Early leaks of the Pixel Watch seem to point to a less-powerful spec sheet compared to these other devices. The Exynos 9110 chipset is the main point of concern, with that chip having seemingly been pulled right out of 2018 to power Google’s smartwatch. The 9110 was a great chip when it came out, but things have advanced tremendously since.
The Exynos W920 in the Galaxy Watch 4 and 5 series has shown itself to be powerful and energy efficient, and Qualcomm seems ready to double down on that with its new Snapdragon W5 series.
The other area that has some worried is battery life, as we’ve reported that the Pixel Watch will only last about a day on a charge.
To be fair, Apple only quotes 18-hour battery life on the Apple Watch, so the 24-hour claim we’ve seen seems to outlast Apple’s, but user experience shows that the Apple Watch generally lasts longer than 18 hours on a charge. Samsung, meanwhile, doesn’t have an official claim for Galaxy Watch 5 battery life, but we found that it can easily last around 30-40 hours depending on usage.

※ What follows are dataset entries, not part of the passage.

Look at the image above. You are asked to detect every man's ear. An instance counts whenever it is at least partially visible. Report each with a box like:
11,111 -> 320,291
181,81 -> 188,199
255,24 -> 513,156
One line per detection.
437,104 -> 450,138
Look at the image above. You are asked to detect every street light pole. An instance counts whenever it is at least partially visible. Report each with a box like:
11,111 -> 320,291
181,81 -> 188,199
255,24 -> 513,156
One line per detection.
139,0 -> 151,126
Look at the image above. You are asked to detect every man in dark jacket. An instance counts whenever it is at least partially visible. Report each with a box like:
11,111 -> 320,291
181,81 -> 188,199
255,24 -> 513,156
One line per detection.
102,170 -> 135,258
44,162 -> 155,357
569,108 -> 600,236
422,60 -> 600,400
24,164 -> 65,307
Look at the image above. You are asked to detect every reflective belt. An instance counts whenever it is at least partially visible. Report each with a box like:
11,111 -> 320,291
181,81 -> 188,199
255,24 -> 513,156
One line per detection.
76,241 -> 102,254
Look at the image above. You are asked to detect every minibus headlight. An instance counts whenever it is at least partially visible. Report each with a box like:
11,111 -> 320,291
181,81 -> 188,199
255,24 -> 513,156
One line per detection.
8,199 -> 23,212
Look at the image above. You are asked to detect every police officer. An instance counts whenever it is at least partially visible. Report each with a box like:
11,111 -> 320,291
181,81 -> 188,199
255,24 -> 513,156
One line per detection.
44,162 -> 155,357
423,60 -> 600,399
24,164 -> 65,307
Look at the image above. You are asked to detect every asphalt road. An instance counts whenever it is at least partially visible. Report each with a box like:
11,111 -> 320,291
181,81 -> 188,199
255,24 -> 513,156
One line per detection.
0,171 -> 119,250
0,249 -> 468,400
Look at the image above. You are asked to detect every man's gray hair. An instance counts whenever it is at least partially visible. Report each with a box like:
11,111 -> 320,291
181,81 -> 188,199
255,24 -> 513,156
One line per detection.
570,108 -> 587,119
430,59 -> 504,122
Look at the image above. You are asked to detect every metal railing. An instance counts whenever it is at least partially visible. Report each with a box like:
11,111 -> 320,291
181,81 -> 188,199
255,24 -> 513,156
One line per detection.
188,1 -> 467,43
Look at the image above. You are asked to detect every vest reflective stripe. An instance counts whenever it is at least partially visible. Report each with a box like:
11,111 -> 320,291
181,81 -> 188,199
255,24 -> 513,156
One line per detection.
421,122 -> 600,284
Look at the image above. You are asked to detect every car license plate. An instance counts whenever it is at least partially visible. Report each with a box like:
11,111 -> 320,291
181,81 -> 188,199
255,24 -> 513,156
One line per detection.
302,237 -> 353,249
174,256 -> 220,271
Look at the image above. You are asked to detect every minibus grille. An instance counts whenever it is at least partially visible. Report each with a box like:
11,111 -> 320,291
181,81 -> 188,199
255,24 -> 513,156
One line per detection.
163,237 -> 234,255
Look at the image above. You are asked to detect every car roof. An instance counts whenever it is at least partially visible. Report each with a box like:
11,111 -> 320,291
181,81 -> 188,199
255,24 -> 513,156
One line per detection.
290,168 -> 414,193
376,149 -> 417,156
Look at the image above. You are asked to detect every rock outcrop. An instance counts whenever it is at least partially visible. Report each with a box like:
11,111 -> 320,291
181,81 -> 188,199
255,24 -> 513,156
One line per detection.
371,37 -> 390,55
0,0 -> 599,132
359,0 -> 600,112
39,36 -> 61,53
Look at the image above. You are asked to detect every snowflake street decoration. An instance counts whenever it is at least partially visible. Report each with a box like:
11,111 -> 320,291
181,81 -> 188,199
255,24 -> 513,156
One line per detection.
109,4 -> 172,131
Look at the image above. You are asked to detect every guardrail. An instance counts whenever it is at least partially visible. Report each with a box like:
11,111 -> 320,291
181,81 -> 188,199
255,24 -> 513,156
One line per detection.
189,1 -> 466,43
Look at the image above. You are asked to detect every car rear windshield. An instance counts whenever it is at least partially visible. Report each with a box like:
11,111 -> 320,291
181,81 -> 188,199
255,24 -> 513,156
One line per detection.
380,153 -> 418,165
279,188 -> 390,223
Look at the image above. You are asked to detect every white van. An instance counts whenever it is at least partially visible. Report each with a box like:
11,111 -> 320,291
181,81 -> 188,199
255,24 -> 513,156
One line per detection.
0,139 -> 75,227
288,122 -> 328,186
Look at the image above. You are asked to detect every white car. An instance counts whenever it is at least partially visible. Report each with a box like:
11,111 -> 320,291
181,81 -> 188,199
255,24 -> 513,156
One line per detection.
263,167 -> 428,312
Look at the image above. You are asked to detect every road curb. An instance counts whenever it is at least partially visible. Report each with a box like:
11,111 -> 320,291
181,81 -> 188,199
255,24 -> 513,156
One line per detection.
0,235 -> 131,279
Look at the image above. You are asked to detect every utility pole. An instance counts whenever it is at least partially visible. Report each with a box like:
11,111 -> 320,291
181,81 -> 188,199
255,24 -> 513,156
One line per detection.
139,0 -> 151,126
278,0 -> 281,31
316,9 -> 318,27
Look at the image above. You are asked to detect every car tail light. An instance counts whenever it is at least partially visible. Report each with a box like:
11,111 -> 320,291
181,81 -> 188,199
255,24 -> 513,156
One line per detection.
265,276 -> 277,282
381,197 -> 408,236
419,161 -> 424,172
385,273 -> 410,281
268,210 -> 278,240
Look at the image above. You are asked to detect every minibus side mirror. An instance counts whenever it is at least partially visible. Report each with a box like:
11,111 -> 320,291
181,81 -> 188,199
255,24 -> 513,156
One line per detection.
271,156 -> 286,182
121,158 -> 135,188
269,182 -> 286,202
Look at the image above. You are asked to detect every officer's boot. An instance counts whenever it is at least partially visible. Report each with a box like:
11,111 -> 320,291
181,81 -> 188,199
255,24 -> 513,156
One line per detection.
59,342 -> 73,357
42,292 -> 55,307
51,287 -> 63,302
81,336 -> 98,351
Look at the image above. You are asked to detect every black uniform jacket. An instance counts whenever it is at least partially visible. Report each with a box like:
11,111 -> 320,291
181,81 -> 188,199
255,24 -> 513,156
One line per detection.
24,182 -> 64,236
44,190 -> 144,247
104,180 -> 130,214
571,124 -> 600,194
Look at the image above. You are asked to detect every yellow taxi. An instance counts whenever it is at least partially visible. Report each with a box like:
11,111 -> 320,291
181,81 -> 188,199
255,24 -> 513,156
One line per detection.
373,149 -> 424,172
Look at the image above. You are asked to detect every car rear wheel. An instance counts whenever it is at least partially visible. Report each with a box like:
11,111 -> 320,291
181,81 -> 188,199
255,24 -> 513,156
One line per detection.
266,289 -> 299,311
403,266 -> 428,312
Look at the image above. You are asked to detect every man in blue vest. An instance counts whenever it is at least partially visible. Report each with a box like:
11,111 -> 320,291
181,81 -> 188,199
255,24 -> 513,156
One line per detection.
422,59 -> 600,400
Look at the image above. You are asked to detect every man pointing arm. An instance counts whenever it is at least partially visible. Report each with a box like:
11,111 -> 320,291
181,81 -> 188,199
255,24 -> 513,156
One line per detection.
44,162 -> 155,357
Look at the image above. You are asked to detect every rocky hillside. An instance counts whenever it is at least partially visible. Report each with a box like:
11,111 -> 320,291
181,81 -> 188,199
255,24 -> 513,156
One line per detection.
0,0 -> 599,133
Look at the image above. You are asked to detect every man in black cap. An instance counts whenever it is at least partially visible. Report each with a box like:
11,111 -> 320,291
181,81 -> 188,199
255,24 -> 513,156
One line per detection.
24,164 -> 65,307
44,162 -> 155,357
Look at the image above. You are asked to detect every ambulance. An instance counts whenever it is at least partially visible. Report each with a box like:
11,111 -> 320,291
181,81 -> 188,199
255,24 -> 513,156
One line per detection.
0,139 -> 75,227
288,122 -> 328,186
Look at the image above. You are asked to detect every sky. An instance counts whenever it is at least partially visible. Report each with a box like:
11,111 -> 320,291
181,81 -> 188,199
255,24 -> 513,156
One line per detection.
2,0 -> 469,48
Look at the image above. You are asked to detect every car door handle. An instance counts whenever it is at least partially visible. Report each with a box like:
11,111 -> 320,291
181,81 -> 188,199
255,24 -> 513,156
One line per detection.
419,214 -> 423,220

But these two core areas aside, there’s a lot Google has been behind in the smartwatch race. Wear OS has long lacked the health features that Apple and Samsung offer, which Google seems to be solving with Fitbit integration. Apps on Wear OS are plentiful, but there have been glaring omissions in Google’s catalog for a while, and it’s taken time for some developers to improve their Wear OS experiences too.
Personally, I’m optimistic that the Pixel Watch will stick the landing, despite its price point. At a starting cost of $349, it’s no small fee to get in, but it seems like things are all coming together for an acceptable first-generation product.

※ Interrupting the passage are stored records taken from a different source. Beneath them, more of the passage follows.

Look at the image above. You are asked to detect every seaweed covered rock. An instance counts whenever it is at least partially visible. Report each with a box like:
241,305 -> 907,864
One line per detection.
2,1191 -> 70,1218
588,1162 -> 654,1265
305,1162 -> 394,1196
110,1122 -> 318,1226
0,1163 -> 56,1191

What’s important to remember, though, is that wearables are an incredibly personal product. There’s the look, of course, as smartwatches are partially a fashion statement. But beyond that, there’s also the question of what you prioritize. Do you want top-of-the-line health and sleep tracking? Long battery life? The best app support? Better integration with your smartphone?
Mainstream smartwatches are tasked with being a “jack-of-all-trades” when they get pricey because you can pick up wearables that offer a lot of the same features for a lots less money nowadays.
So what is your priority? What does the Pixel Watch have to get right to make it worth its price for you?
The Pixel Watch will be officially announced on October 6.